Действительно, вселенское древо для славянина – это еще и образ соединения земного и небесного, восхождения мысли человеческой от Матери сырой земли к свету, к Солнцу. Мысль эта равно воплощалась в слове и в древе, как бы являя воочию самую суть древнеславянской культуры, которая, как уже говорилось, воплощалась главным образом в слове и в дереве, а точнее – в их ясно осознаваемом единстве. Через древо и в древе славянин выражал свою мысль о мироздании, свое слово о смысле жизни и ее ценностях, а древо, в свою очередь, говорило славянину о тайнах жизни и Вселенной. Память о таком единстве дожила и до наших дней. Древо, пишет Есенин в «Ключах Марии», «ни на чем не вышивается, кроме полотенца, и опять-таки мы должны указать, что в этом скрыт весьма и весьма глубокий смысл.
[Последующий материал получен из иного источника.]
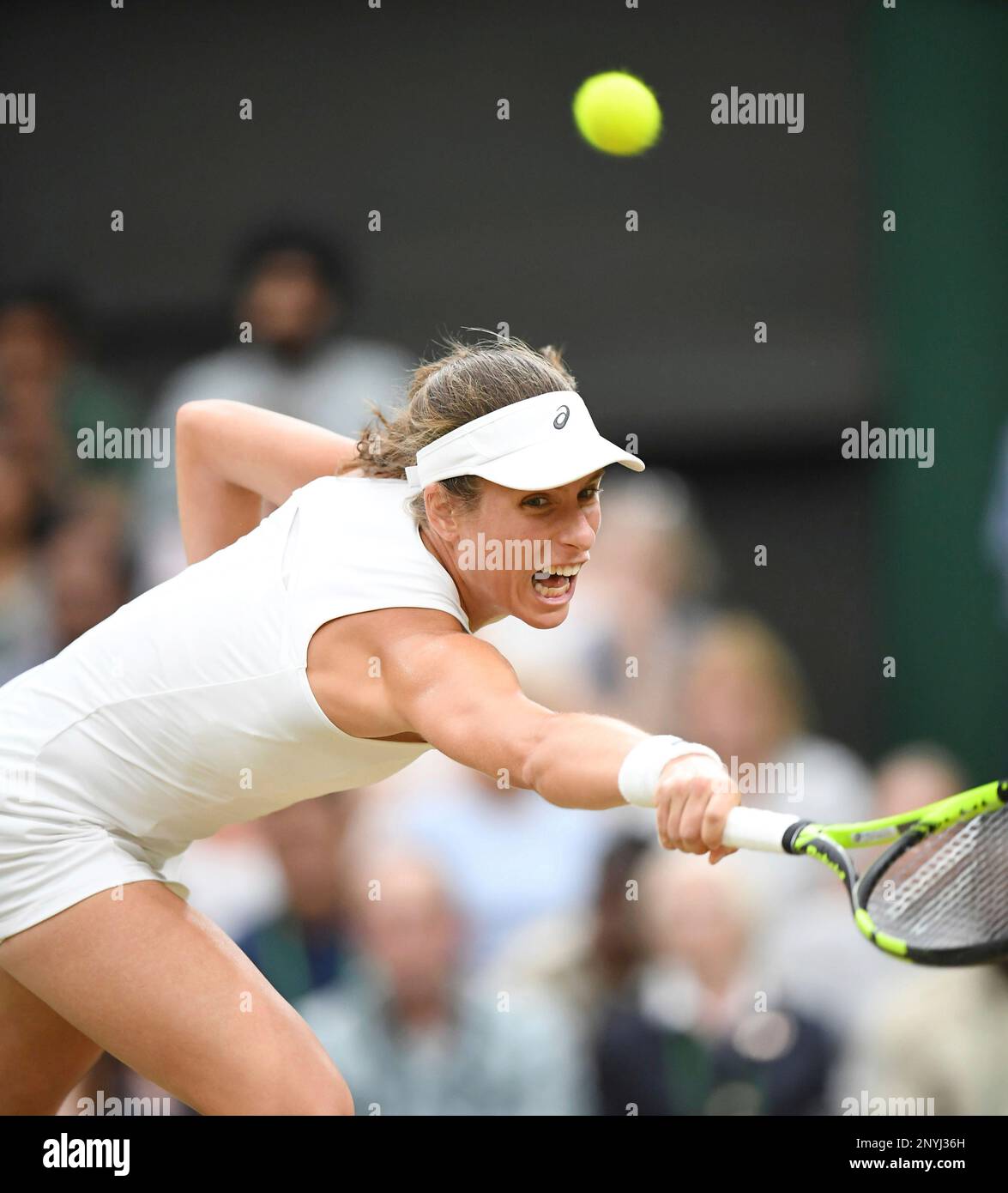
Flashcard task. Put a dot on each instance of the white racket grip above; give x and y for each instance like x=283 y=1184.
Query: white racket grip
x=754 y=828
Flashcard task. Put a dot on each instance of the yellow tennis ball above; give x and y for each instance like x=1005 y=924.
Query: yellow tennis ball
x=617 y=113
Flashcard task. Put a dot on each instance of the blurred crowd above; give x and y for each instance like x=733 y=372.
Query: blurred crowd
x=464 y=948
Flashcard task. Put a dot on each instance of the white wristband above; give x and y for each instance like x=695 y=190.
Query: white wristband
x=642 y=767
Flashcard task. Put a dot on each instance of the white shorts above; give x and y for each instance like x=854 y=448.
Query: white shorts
x=51 y=857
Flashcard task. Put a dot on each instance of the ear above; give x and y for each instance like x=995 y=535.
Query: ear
x=440 y=512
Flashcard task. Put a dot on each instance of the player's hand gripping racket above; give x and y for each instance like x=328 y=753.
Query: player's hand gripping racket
x=938 y=896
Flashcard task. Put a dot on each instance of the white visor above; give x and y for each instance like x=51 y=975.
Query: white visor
x=540 y=443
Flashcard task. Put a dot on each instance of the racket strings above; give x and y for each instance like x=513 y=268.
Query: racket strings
x=949 y=890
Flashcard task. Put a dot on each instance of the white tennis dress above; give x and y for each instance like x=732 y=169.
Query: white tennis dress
x=190 y=706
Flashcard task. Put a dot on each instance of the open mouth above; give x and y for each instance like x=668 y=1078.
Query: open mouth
x=555 y=584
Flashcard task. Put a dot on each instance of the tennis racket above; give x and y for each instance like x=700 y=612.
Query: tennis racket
x=938 y=895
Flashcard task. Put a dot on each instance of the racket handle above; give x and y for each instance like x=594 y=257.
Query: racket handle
x=754 y=828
Древо – жизнь. Каждое утро, встав от сна, мы омываем лицо свое водою… Вытирая лицо свое о холст с изображением древа, наш народ немо говорит о том, что он не забыл тайну древних отцов вытираться листвою, что он помнит себя семенем надмирного древа… он как бы хочет отпечатать на щеках своих хоть малую ветвь его, чтоб, подобно древу, он мог осыпать с себя шишки слов и дум и струить от ветвей-рук тень-добродетель».
Пушкинская «златая цепь на дубе том», как видим, одним концом уходит к корням славянской культуры, питающейся истоками глубочайшей древности; другим – восходит в нашу современность, в нашу культуру, в культуру исторической памяти народа.
Конечно, Пушкин «Поэтических воззрений славян» Афанасьева читать не мог. Это Афанасьев воспитывался на Пушкине, и, как знать (ведь мы до сих пор не имеем полной биографии великого подвижника народной культуры), может быть, и своим замечательным трудом он, пусть даже и неосознанно, обязан как раз пушкинскому дубу, связавшему его жизнь с жизнью далеких предков «златою цепью» памяти. Непосредственные же учителя направляли мысль и деятельность Афанасьева в иное русло. Так, например, один из них, либеральный западник К.Д. Кавелин, узнав, что его ученик увлечен славянскими древностями, наставляет «заблудшего»: «Теперь первейшая необходимость настоит иметь сочинения о новом русском законодательстве со времени Петра… Нужно над этим работать; надо вывести итог Петровской реформы. Это – требование времени», а занятия славянской мифологией способны завести молодого исследователя только «в болото».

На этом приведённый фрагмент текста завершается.